To the shock of no one, Wall determined early last week that Harper’s Conservatives were the best choice and that Tom Mulcair’s NDP “did not align with the people of Saskatchewan.”

Again, it was all a rather silly exercise in which Wall clearly chose issues that put the Conservatives in the best light.

Of course, the Conservatives would have the most favourable position on the Keystone XL, Northern Gateway or Energy East pipelines. It is the only party that wholeheartedly endorses all three.

Similarly, the Conservatives would obviously have had the best position on opposing GMO labeling.

Moreover, all parties looked equally bad on equalization because no party was going to say that revenue from renewable resources should be excluded, for fear of offending Quebec voters that get the most benefit from equalization and have the most hydroelectric power.

Interestingly, Wall conveniently ignored Harper’s 2006 promise to remove non-renewable resources from the equalization formula.

It was an irresponsible thing for Harper to promise because it would have meant a “have” province like Saskatchewan would have received an extra $800 million a year. However, it also meant we didn’t receive from Ottawa in the past decade nearly $8 billion that we were promised.

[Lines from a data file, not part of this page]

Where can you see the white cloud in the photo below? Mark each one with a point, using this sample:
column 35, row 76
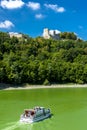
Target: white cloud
column 33, row 5
column 52, row 32
column 11, row 4
column 80, row 27
column 55, row 7
column 6, row 24
column 39, row 16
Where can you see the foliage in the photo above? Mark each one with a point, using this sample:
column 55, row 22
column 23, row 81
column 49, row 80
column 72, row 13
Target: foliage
column 41, row 61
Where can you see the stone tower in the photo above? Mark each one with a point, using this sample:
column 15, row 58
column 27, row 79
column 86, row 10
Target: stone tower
column 46, row 34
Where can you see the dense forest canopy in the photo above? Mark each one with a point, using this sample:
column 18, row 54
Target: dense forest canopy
column 42, row 61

Alberta would have been subsidized four or five times that amount. This means that what Harper promised in 2006, he didn’t deliver. This was billions of dollars more than what Liberal leader Justin Trudeau promised.

But all this said, there was some validity in Wall’s partisan exercise.

There is a reason why Saskatchewan has been governed, provincially, by the CCF/NDP for 38 of the last 62 years, yet only twice in that six-decade period (in 1953 and in 1988) has sent a majority of CCF or NDP MPs to Ottawa.

It has to do with the big difference between what people expect from their provincial leadership versus what’s expected from federal MPs.

It is here where Wall’s “helpfulness” may begin.

As obviously partisan as Wall’s assessment may have been, it might have helped focus on some issues most critical to this province in Ottawa.

After all, is having pipelines providing more alternatives when it comes to selling our oil a bad thing? Or is eliminating things hampering the sale of our agriculture products bad?

Full clarity for your vote? Maybe not.

But it might have offered a little more focus as to what your federal vote should have been based on.